En cuanto a la negociación colectiva, la misma se regula en el art. 37,1 de la Constitución , no entre los derechos fundamentales que abarcan los arts. 15 a 29 inclusive de la Constitución , sin que, en ningún caso una declaración programática, en principio, precise de negociación colectiva, las medidas y forma en que se ejecute, si lo precisarían, pero serían objeto, en su caso, de un el recurso contencioso-administrativo ordinario; en este caso no cabe aludir a la negociación colectiva como una expresión del derecho a la libertad sindical, aunque si existan otros supuestos en que así ocurre. El proceso de negociación colectiva no puede entenderse siempre como un proceso que sólo genere beneficios y mejoras a favor de los empleados públicos en este caso, también debe haber supuestos, en épocas de crisis como la presente, en los que esos derechos puedan verse recortados incluso por la vía de la propia negociación colectiva, lo que no cabe es que lo haga el empresario unilateralmente, cierto, pero sí tras una negociación o previa audiencia de sindicatos.

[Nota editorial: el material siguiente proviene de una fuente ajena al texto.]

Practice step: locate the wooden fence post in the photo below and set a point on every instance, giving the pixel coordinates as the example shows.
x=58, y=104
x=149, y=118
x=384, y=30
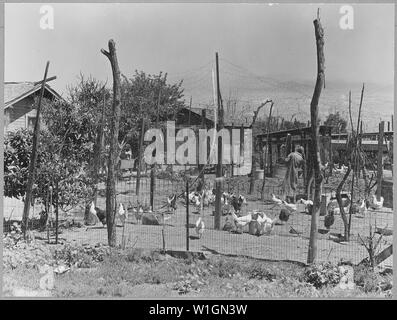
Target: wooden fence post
x=380, y=160
x=187, y=214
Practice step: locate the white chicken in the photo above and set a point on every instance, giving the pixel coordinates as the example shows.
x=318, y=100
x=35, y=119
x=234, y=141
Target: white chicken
x=100, y=214
x=360, y=209
x=276, y=200
x=289, y=206
x=375, y=204
x=305, y=202
x=138, y=213
x=241, y=221
x=199, y=227
x=121, y=214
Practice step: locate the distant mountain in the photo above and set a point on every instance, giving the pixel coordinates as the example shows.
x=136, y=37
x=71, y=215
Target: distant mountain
x=292, y=97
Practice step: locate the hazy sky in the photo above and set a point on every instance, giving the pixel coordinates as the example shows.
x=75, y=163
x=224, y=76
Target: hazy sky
x=268, y=40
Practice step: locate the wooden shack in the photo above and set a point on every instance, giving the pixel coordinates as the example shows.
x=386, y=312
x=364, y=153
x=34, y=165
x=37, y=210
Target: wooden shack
x=277, y=145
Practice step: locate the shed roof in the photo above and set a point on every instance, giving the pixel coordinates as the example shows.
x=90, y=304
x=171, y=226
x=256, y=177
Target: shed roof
x=16, y=91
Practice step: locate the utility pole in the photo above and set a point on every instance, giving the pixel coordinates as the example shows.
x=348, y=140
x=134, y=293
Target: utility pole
x=219, y=171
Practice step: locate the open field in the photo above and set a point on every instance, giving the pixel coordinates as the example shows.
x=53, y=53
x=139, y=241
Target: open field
x=136, y=273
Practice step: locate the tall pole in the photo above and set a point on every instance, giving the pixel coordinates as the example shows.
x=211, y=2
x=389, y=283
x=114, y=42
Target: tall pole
x=219, y=171
x=139, y=165
x=380, y=160
x=114, y=143
x=33, y=157
x=319, y=33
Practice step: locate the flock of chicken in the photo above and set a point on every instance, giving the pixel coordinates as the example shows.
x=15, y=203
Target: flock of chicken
x=359, y=208
x=260, y=222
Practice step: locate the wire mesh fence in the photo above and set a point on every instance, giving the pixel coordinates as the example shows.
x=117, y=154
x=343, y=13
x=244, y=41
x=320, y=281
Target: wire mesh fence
x=161, y=227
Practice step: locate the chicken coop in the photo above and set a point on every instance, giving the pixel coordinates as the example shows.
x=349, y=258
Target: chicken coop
x=276, y=145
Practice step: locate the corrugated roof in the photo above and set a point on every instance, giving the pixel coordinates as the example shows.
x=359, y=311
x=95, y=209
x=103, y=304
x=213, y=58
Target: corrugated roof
x=15, y=91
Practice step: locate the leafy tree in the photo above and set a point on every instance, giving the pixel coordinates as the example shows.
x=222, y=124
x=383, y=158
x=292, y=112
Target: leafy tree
x=149, y=97
x=337, y=122
x=68, y=172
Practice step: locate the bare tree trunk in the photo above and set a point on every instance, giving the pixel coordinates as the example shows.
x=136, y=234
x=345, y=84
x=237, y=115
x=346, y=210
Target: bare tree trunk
x=33, y=158
x=114, y=144
x=319, y=33
x=254, y=149
x=98, y=152
x=340, y=203
x=268, y=158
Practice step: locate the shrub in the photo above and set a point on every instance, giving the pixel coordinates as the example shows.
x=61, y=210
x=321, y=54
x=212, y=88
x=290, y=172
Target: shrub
x=257, y=271
x=322, y=275
x=366, y=278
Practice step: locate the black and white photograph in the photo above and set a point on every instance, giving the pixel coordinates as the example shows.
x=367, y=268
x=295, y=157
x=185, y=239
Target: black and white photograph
x=198, y=151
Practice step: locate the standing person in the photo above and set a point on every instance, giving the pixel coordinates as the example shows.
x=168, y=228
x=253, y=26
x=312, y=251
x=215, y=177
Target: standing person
x=294, y=161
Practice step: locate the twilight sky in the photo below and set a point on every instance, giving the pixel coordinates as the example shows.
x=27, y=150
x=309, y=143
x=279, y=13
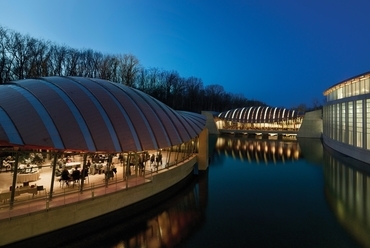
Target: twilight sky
x=281, y=52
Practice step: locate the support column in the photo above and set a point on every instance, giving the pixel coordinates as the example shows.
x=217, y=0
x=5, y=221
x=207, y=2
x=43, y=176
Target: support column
x=203, y=151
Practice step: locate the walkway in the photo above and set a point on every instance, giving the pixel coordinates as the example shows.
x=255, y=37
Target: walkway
x=63, y=195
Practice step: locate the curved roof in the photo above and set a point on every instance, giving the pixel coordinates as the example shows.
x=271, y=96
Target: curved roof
x=258, y=114
x=85, y=114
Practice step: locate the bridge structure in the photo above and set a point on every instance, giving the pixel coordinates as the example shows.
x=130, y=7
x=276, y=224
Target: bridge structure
x=259, y=121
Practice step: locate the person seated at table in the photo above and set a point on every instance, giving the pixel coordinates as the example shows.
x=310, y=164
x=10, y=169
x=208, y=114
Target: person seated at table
x=65, y=176
x=76, y=174
x=28, y=168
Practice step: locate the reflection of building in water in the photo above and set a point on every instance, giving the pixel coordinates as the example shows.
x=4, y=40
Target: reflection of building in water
x=258, y=149
x=348, y=193
x=174, y=223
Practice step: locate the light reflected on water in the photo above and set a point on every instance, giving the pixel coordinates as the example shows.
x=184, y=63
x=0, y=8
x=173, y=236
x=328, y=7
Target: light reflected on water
x=239, y=203
x=347, y=188
x=260, y=150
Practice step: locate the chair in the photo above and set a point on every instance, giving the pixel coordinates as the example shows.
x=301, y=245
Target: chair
x=40, y=188
x=76, y=176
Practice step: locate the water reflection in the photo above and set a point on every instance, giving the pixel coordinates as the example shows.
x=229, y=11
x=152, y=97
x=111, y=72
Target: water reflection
x=174, y=222
x=286, y=214
x=347, y=188
x=260, y=150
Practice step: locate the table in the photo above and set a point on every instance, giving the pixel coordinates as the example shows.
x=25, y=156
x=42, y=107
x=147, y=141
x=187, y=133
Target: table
x=71, y=165
x=4, y=196
x=21, y=178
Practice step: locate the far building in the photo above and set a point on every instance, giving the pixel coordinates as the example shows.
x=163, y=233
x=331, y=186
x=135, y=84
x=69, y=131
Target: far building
x=346, y=117
x=259, y=118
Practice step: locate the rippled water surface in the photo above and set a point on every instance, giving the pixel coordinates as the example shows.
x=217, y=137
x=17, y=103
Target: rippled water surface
x=256, y=193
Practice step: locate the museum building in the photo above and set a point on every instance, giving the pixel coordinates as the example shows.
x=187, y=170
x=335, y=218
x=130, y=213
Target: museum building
x=346, y=117
x=125, y=145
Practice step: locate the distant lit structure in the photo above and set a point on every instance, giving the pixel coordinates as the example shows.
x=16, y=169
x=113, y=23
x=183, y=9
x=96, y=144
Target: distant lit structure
x=261, y=117
x=346, y=117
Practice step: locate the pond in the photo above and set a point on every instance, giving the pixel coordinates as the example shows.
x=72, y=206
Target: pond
x=256, y=193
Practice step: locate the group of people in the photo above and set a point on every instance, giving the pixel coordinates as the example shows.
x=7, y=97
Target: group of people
x=75, y=176
x=157, y=159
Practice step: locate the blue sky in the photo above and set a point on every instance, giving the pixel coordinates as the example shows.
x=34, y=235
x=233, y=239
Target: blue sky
x=281, y=52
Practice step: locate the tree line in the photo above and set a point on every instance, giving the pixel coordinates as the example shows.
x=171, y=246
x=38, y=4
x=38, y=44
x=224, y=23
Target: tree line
x=22, y=57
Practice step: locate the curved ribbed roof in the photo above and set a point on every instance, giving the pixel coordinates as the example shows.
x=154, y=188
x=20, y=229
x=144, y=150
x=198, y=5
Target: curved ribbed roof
x=258, y=114
x=84, y=114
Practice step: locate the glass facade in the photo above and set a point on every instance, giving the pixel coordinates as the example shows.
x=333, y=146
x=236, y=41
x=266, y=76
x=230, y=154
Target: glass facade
x=347, y=112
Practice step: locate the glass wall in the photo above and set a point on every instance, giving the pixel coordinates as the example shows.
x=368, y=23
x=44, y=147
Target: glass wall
x=353, y=87
x=359, y=126
x=31, y=175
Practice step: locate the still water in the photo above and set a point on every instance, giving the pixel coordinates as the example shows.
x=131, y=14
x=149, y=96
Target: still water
x=256, y=193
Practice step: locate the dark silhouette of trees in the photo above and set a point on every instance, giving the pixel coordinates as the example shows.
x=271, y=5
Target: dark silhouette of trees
x=22, y=56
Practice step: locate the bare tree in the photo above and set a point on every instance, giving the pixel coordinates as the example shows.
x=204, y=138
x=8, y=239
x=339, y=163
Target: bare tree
x=129, y=66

Es cierto que no sólo cabrá que el Acuerdo se lleve a efecto modificando las condiciones laborales de los empleados, sino también no aprobando determinados gastos dentro de los Presupuestos de la Comunidad Autónoma, lo que ahora parece pretenderse es que para la elaboración de los Presupuesto es imprescindible la negociación colectiva, cuando se trata de Leyes emanadas del Parlamento Canario.

Dicha justificación unida a la argumentación previa determina la desestimación del recurso interpuesto y ello sin perjuicio de los recursos que procedan contra los Decretos correspondientes al desarrollo del Acuerdo impugnado, o, en otra vía, contra los Presupuestos Generales de la Comunidad Autónoma correspondientes al ejercicio 2011.

CUARTO: Sobre las costas procesales. No se aprecian circunstancias que, de conformidad con lo previsto en el art. 139 de la Ley Reguladora de la Jurisdicción Contencioso-Administrativa , aconsejen la imposición de las costas a ninguna de las partes, dada la fecha de interposición del recurso.

Fallo

En atención a lo expuesto, la Sala ha decidido desestimar íntegramente el recurso interpuesto por el SINDICATO DE EMPLEADOS PÚBLICOS DE CANARIAS (SEPCA) contra la Resolución de fecha 2 de noviembre de 2010 que dispuso la publicación en el BOC al día siguiente del Acuerdo aprobado por el Gobierno de la Comunidad Autónoma de Canarias de fecha 22 de octubre de 2010, relativo a las medidas extraordinarias para la reducción del gasto en la actividad administrativa y la gestión de los recursos humanos en la Administración Pública de la Comunidad Autónoma, donde se incluía un apartado 4 sobre 'Medidas Relativas a la Gestión de los Recursos Humanos', sin que haya lugar a ninguno de los pedimentos contenidos en el recurso.

No procede hacer expresa imposición de las costas causadas.

Notifíquese esta resolución a las partes en legal forma haciéndoles saber que la misma no es firme y que contra ella cabe interponer ante esta Sala, por escrito y en el plazo de diez días hábiles, recurso de CASACIÓN del que conocerá la Sala correspondiente del Tribunal Supremo, debiendo, en su caso, la parte actora realizar el depósito previo de 50 euros en la cuenta de consignaciones de esta Sección. nº 3799 0000 24 0002/11 abierta en la entidad bancaria BANCO DE SANTANDER, acreditándolo al interponer el recurso, sin lo cual no se admitirá a trámite el mismo, de conformidad con lo establecido en la Disposición Adicional Decimoquinta de la Ley Orgánica del Poder Judicial .

Así por esta nuestra sentencia, lo pronunciamos mandamos y firmamos.